20131008 getting past a mysql replication error - plembo/onemoretech GitHub Wiki

title: Getting past a mysql replication error link: https://onemoretech.wordpress.com/2013/10/08/getting-past-a-mysql-replication-error/ author: phil2nc description: post_id: 6497 created: 2013/10/08 09:47:52 created_gmt: 2013/10/08 13:47:52 comment_status: closed post_name: getting-past-a-mysql-replication-error status: publish post_type: post

Getting past a mysql replication error

So what happens if "show slave status\G" reveals that your slave is no longer receiving updates? Well, after checking the usual suspects (making sure the master database is running without errors, that there's connectivity between the two machines and that the replication user account being used by the slave still works), take a careful look at the error messages that the slave status output shows, and the mysql error log (on RHEL systems this is /var/log/mysql/mysqld.log, unless you've redefined it in /etc/my.cnf). Assuming the error wasn't some massive update you don't want to reproduce, but instead something like (as it was in my case) the deletion of an old database that never got replicated to the slave because you didn't do a proper initialization, then you can try skipping that last event and see if it gets things going again. Here's the procedure to follow on the slave as the root db user:

mysql> stop slave;
mysql> set global SQL_SLAVE_SKIP_COUNTER = 1;
mysql> start slave;

Do another "show slave status\G" and see if the problem was cleared. Then look at the mysqld log and confirm that replication has re-started.
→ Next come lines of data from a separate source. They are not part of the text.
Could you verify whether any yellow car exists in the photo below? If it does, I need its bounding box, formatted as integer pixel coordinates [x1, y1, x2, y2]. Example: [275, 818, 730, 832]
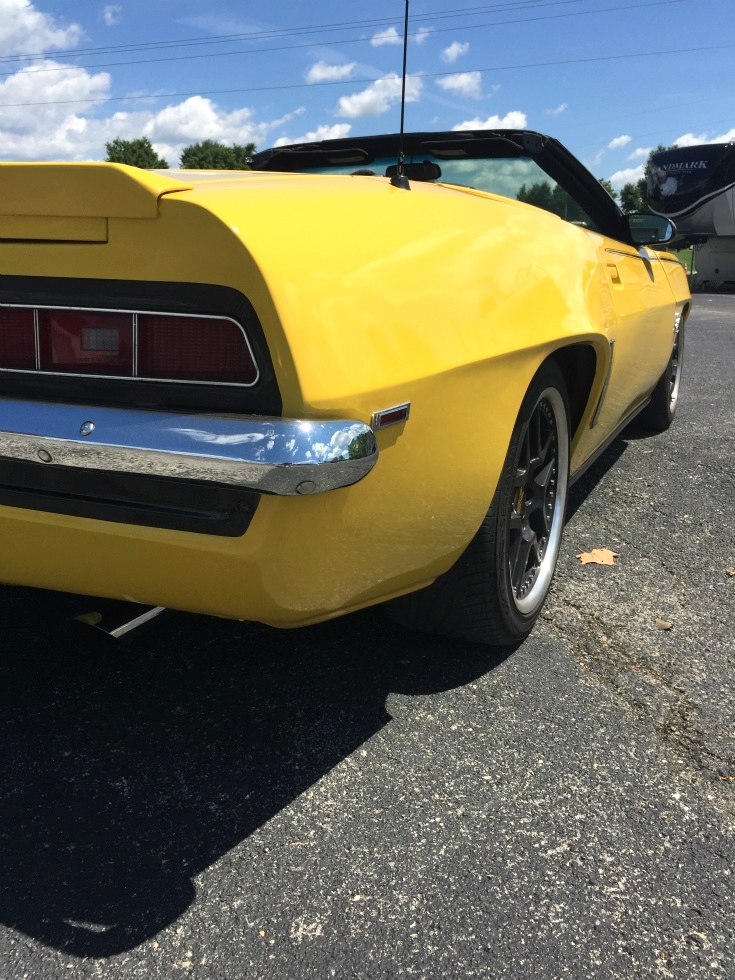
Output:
[0, 130, 690, 644]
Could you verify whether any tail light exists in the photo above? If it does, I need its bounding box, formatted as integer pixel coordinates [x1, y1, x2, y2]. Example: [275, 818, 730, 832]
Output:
[0, 306, 258, 385]
[0, 309, 36, 371]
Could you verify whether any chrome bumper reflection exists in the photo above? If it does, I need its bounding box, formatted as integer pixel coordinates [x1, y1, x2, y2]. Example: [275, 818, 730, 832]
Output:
[0, 399, 378, 495]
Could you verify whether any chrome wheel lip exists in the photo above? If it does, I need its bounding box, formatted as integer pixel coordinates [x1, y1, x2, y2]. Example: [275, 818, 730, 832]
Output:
[509, 387, 569, 616]
[669, 314, 684, 415]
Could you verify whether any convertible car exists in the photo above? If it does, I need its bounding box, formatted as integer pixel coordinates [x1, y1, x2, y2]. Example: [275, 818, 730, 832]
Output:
[0, 130, 690, 644]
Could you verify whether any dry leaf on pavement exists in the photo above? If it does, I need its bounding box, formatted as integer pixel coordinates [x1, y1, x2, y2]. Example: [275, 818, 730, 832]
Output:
[576, 548, 618, 565]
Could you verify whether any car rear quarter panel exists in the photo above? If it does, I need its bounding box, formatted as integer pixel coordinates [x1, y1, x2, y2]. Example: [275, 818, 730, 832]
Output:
[0, 175, 611, 626]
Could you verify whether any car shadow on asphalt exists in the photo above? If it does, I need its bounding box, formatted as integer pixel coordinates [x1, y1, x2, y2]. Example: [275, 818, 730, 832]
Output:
[0, 587, 513, 957]
[565, 429, 628, 523]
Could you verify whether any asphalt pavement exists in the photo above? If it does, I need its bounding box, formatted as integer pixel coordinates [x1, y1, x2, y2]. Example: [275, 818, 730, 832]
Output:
[0, 294, 735, 980]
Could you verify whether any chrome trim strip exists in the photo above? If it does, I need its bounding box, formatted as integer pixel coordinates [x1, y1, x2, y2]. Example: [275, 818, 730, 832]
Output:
[33, 307, 41, 371]
[0, 399, 378, 496]
[133, 313, 138, 378]
[0, 303, 260, 388]
[370, 402, 411, 432]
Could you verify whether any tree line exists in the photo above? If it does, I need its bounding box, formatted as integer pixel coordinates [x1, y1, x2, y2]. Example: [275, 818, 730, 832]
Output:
[105, 136, 255, 170]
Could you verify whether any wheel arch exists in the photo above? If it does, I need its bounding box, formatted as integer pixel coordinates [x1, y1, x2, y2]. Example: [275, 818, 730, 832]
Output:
[547, 344, 597, 441]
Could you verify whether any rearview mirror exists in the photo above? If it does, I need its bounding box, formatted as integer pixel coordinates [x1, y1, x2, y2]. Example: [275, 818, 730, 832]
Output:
[625, 212, 676, 245]
[385, 160, 442, 180]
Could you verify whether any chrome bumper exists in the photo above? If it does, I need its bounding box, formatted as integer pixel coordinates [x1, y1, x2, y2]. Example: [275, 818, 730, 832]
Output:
[0, 399, 378, 496]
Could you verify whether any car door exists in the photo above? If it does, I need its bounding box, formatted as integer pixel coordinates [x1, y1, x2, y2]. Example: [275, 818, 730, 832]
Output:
[595, 236, 675, 438]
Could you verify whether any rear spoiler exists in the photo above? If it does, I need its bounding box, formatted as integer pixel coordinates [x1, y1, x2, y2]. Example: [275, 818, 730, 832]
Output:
[0, 163, 191, 241]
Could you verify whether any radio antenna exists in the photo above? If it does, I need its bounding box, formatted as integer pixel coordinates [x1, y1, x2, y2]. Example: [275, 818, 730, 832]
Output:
[390, 0, 411, 191]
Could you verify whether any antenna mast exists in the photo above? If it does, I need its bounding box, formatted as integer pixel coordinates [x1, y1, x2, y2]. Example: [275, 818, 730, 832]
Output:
[390, 0, 411, 191]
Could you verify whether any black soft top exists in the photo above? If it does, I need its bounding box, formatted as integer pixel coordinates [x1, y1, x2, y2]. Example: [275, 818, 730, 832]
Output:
[251, 129, 627, 240]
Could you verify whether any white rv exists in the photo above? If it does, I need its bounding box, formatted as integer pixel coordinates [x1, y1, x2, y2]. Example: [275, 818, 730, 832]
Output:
[648, 143, 735, 289]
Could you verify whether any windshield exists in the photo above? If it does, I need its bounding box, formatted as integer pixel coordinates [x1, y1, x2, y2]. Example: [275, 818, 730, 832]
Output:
[302, 151, 595, 229]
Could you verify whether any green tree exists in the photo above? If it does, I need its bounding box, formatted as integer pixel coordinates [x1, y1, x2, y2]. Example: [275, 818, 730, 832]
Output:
[181, 140, 255, 170]
[597, 177, 618, 201]
[620, 143, 676, 214]
[105, 136, 168, 170]
[620, 184, 647, 214]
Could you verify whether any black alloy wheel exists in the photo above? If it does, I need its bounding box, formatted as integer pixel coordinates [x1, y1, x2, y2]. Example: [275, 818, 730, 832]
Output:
[387, 361, 570, 646]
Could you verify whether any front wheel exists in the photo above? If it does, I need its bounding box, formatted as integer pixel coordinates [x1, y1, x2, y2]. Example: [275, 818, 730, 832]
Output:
[635, 315, 684, 432]
[388, 363, 569, 646]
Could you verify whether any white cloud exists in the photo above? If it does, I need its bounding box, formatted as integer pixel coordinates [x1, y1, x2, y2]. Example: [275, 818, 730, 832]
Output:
[441, 41, 470, 65]
[452, 109, 528, 132]
[0, 61, 110, 160]
[275, 123, 352, 146]
[0, 0, 83, 56]
[674, 128, 735, 146]
[436, 71, 482, 99]
[0, 60, 306, 166]
[304, 61, 355, 85]
[610, 163, 645, 190]
[336, 73, 423, 119]
[370, 27, 403, 48]
[102, 3, 122, 27]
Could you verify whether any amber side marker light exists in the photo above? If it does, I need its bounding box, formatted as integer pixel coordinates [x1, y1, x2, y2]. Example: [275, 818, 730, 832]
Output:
[370, 402, 411, 431]
[0, 307, 258, 385]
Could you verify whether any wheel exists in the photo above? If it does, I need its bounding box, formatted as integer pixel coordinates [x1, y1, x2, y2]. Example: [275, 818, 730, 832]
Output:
[388, 362, 569, 646]
[635, 316, 684, 432]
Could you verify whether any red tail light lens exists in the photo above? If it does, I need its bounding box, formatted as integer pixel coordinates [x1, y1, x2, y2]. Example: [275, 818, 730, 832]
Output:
[0, 308, 36, 371]
[0, 306, 258, 385]
[38, 310, 133, 377]
[138, 313, 257, 384]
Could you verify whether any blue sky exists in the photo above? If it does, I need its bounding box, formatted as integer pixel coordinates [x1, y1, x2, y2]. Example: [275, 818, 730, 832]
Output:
[0, 0, 735, 186]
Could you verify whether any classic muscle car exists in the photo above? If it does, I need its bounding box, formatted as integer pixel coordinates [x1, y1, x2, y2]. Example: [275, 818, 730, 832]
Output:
[0, 130, 690, 644]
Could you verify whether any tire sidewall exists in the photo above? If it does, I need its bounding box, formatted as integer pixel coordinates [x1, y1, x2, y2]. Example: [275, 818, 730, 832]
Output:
[493, 363, 569, 640]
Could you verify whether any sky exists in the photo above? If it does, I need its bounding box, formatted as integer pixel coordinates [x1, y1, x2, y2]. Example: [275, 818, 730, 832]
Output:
[0, 0, 735, 188]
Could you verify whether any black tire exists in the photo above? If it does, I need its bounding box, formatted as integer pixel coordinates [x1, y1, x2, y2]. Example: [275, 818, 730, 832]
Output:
[387, 362, 570, 646]
[635, 316, 684, 432]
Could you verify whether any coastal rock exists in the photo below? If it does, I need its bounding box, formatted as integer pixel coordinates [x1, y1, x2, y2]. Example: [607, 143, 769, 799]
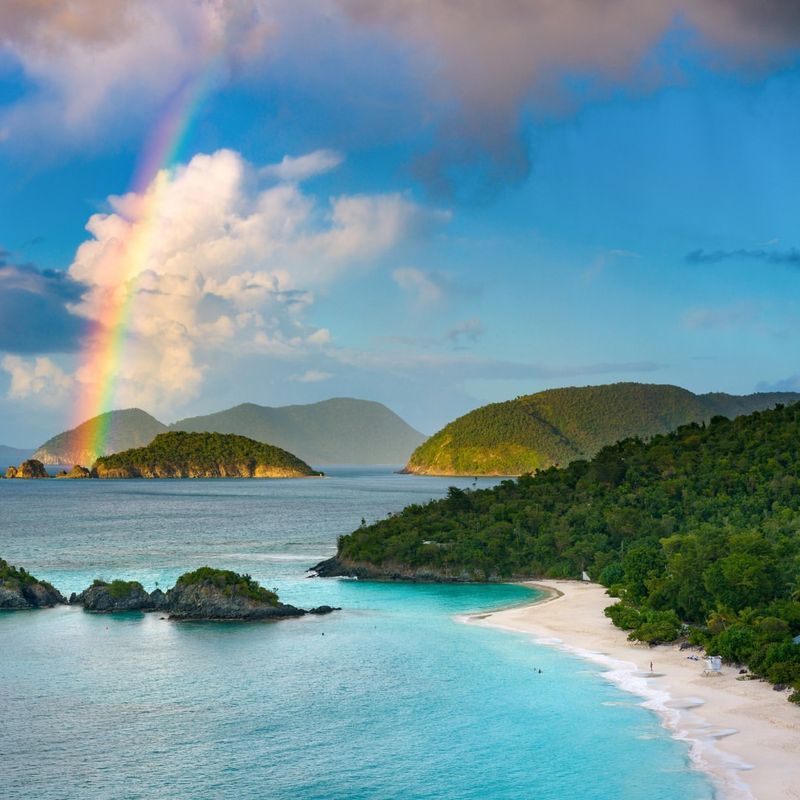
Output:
[69, 580, 166, 612]
[167, 580, 306, 620]
[308, 556, 484, 583]
[0, 559, 67, 610]
[56, 464, 92, 480]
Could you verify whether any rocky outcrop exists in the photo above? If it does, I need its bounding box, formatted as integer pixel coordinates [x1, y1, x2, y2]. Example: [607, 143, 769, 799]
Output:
[56, 464, 92, 480]
[6, 458, 50, 478]
[167, 581, 307, 620]
[308, 556, 494, 583]
[0, 559, 67, 610]
[69, 580, 166, 612]
[69, 567, 340, 621]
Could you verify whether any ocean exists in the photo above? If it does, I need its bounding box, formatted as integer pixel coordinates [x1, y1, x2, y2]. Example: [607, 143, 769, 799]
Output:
[0, 467, 714, 800]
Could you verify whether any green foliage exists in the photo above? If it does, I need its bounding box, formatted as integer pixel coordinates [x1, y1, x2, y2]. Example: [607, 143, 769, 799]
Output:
[408, 383, 798, 476]
[0, 558, 38, 586]
[346, 405, 800, 688]
[95, 432, 319, 475]
[175, 567, 278, 606]
[170, 397, 425, 464]
[39, 408, 167, 464]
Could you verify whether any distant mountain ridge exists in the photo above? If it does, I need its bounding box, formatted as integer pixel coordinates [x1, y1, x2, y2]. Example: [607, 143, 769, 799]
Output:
[33, 408, 169, 466]
[34, 397, 425, 465]
[405, 383, 800, 475]
[0, 444, 33, 467]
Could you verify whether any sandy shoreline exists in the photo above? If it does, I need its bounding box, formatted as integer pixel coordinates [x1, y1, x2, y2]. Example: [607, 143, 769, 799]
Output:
[469, 581, 800, 800]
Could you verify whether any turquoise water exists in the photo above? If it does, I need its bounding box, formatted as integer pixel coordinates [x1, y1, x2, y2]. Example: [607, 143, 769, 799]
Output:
[0, 469, 713, 800]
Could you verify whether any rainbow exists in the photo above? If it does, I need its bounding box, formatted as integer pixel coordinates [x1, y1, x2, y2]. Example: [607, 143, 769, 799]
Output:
[70, 52, 222, 463]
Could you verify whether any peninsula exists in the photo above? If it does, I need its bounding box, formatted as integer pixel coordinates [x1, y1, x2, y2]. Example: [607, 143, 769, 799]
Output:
[314, 404, 800, 703]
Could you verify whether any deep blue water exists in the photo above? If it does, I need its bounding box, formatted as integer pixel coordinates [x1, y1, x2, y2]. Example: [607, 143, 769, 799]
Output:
[0, 468, 713, 800]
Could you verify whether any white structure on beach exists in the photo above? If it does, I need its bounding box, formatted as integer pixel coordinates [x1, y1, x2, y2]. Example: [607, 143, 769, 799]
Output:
[703, 656, 722, 677]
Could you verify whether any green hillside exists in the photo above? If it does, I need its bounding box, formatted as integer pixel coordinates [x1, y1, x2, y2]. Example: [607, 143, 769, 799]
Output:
[330, 404, 800, 701]
[170, 397, 425, 464]
[92, 431, 320, 478]
[406, 383, 800, 475]
[33, 408, 168, 464]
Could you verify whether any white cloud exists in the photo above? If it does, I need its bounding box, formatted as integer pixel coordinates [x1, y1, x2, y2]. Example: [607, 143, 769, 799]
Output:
[0, 356, 73, 406]
[3, 150, 447, 412]
[447, 317, 486, 345]
[287, 369, 333, 383]
[392, 267, 447, 307]
[260, 150, 344, 182]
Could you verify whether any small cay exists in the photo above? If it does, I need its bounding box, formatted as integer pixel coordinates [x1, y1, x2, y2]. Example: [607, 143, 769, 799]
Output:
[69, 567, 340, 621]
[92, 431, 323, 478]
[0, 558, 67, 610]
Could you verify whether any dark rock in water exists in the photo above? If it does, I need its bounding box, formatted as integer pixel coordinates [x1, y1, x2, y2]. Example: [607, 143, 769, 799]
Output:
[308, 556, 478, 583]
[0, 559, 67, 610]
[69, 580, 165, 612]
[308, 606, 342, 614]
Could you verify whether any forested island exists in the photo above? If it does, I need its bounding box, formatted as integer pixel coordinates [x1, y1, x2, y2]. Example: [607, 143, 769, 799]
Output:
[404, 383, 800, 476]
[314, 405, 800, 701]
[92, 431, 322, 478]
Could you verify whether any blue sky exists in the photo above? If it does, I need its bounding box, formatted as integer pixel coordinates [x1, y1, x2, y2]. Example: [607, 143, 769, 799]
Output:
[0, 0, 800, 446]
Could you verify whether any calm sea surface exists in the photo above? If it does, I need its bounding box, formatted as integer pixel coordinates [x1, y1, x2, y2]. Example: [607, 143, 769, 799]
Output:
[0, 468, 713, 800]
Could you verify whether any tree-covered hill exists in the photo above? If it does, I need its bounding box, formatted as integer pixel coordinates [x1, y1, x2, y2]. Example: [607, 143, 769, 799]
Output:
[92, 431, 320, 478]
[36, 397, 425, 465]
[406, 383, 800, 475]
[34, 408, 168, 465]
[319, 404, 800, 699]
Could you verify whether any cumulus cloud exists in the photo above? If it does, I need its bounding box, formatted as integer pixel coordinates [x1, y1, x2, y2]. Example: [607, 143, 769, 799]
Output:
[0, 0, 272, 143]
[261, 150, 344, 182]
[447, 317, 486, 346]
[392, 267, 448, 307]
[0, 356, 74, 407]
[0, 150, 447, 411]
[0, 258, 87, 353]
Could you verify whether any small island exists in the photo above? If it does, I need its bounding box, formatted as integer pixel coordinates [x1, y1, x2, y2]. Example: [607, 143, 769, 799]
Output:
[92, 431, 323, 478]
[0, 559, 341, 622]
[69, 567, 340, 621]
[0, 558, 67, 610]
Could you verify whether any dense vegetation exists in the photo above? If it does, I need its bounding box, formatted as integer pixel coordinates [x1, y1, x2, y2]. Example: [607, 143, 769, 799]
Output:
[171, 397, 425, 464]
[175, 567, 278, 606]
[34, 408, 167, 464]
[407, 383, 800, 475]
[94, 432, 319, 475]
[92, 578, 144, 600]
[338, 404, 800, 700]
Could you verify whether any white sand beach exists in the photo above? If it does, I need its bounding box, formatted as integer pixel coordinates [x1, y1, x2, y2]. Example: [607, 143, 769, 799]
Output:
[469, 580, 800, 800]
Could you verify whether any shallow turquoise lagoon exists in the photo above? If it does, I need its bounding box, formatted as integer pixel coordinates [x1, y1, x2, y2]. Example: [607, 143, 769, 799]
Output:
[0, 469, 713, 800]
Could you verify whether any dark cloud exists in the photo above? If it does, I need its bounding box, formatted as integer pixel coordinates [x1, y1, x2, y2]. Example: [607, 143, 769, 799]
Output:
[686, 247, 800, 268]
[0, 259, 87, 353]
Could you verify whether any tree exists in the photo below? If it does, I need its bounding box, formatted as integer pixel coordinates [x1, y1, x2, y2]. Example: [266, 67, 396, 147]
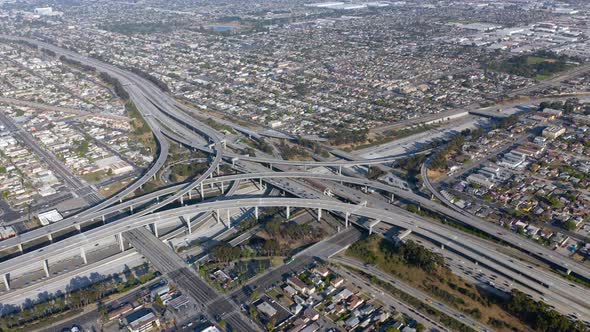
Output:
[415, 323, 425, 332]
[565, 219, 578, 231]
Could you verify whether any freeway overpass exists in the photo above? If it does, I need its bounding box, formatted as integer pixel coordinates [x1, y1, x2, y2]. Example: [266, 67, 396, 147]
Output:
[0, 197, 590, 318]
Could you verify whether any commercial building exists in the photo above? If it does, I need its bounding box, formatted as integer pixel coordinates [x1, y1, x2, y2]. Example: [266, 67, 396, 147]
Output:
[125, 308, 160, 332]
[542, 126, 565, 139]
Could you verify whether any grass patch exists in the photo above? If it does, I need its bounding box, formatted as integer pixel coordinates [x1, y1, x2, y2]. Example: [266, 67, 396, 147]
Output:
[346, 236, 526, 331]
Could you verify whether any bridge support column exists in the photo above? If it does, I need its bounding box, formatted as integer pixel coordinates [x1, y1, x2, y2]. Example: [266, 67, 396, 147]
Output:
[186, 216, 193, 236]
[117, 233, 125, 252]
[2, 273, 10, 291]
[80, 247, 88, 264]
[369, 220, 381, 235]
[152, 223, 160, 237]
[43, 259, 50, 278]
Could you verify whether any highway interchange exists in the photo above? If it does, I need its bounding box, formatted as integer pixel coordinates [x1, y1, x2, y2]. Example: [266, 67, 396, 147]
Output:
[0, 36, 590, 331]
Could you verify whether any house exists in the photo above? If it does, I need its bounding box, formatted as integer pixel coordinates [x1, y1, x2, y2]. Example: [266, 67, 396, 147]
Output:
[287, 277, 315, 295]
[125, 308, 160, 332]
[344, 316, 360, 330]
[313, 266, 330, 278]
[283, 285, 297, 297]
[303, 307, 320, 321]
[108, 303, 133, 321]
[333, 288, 353, 303]
[256, 301, 277, 319]
[348, 295, 365, 310]
[330, 277, 344, 288]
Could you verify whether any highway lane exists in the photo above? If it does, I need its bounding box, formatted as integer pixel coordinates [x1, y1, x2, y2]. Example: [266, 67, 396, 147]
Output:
[415, 159, 590, 286]
[0, 197, 590, 318]
[4, 34, 590, 324]
[124, 227, 260, 332]
[331, 256, 493, 331]
[0, 109, 102, 203]
[3, 36, 227, 216]
[0, 163, 590, 298]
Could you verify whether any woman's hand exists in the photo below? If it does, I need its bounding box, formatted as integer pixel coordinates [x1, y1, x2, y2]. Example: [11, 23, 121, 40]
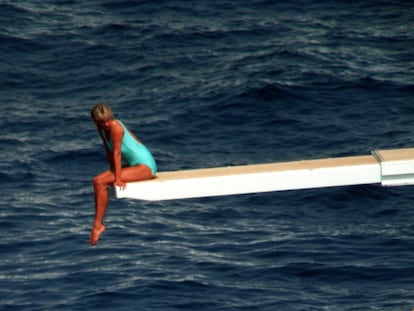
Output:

131008  9:37:10 [Note] 'SQL_SLAVE_SKIP_COUNTER=1' executed at
 relay_log_file='./mysqld-relay-bin.000002',
 relay_log_pos='17134984', master_log_name='mysql-bin.000001',
 master_log_pos='17134839' and new position at
 relay_log_file='./mysqld-relay-bin.000002',
 relay_log_pos='17135081', master_log_name='mysql-bin.000001',
 master_log_pos='17134936'
 131008  9:37:10 [Note] Slave I/O thread: connected to master
 'repl@dbhost1.example.com:3306',replication started in log
 'mysql-bin.000001' at position 75509126

As an "acid test" (no pun intended), try creating and then deleting a "test" database on the master, using "show databases" on the slave", to confirm the slave is following its leader.